There are several possible explanations for this discrepancy. First, the effects of Dmrt4 depletion in Xenopus on adult olfactory placode-derived tissues have not been reported, so it is possible that the reduced embryonic neurogenesis observed in the frog is transient. Second, Dmrt4 expression differs between frog and mouse (6, 10), and the Xenopus Dmrt4 expression pattern more closely resembles that of murine Dmrt3 (23). It may be, therefore, that the functions of these genes have shifted along with their expression patterns during vertebrate evolution. Third, because Dmrt4 expression overlaps that of Dmrt3 in the olfactory placode, it is possible that the two genes function redundantly in mice. It will be important to test the phenotype of Dmrt3; Dmrt4 double mutants, and we are currently pursuing those experiments. The extensive expression of Dmrt4 makes genetic redundancy a possibility in a number of tissues, and it will be important to test this as mutations in other Dmrt genes become available.
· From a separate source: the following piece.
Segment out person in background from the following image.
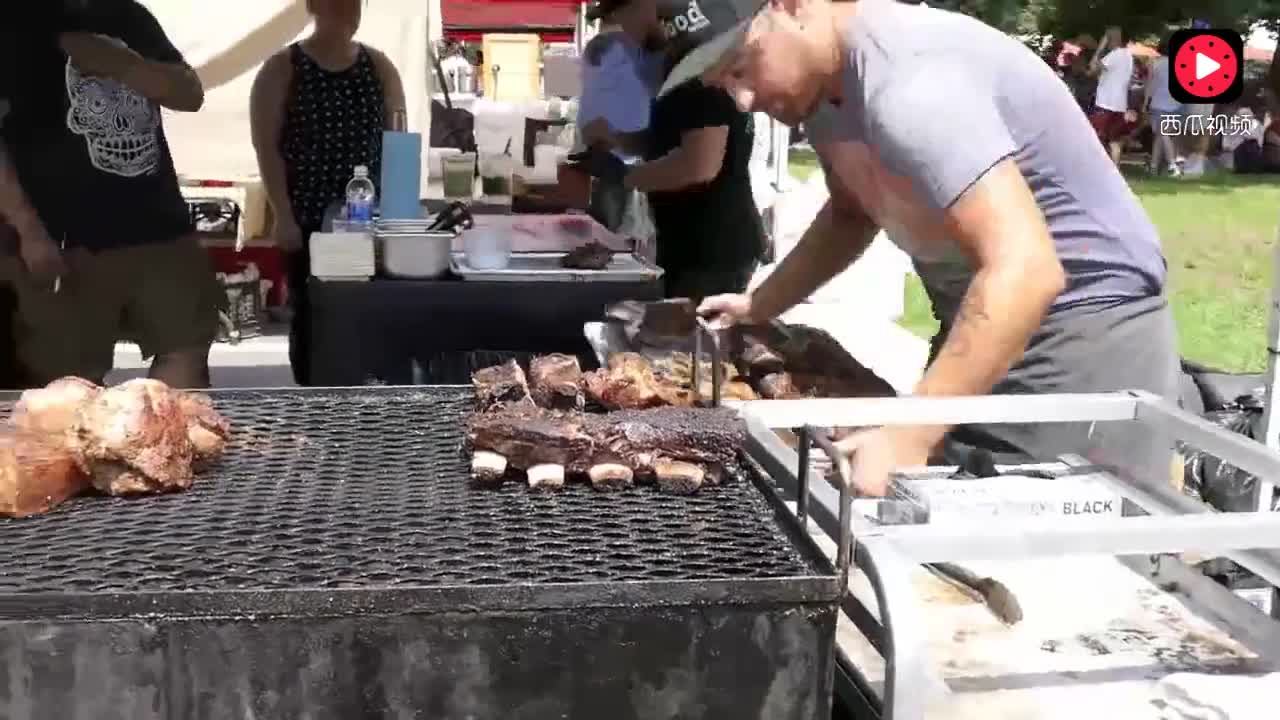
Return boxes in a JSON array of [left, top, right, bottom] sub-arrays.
[[578, 0, 765, 299], [0, 0, 227, 387], [1143, 36, 1183, 177], [1062, 50, 1097, 114], [577, 0, 666, 231], [1089, 26, 1137, 164], [250, 0, 404, 386]]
In summary, we have used ES cell homologous recombination to create a conditional allele and a deleted allele of the murine Dmrt4 gene and have characterized the phenotype of the deleted allele. We observed defects in the ovary and possibly in male sexual behavior, and these merit more in-depth study in the future, particularly on better-defined genetic backgrounds. However, we can conclude from these studies of mice of mixed background that, despite its widespread expression, Dmrt4 is not essential for normal viability and fertility.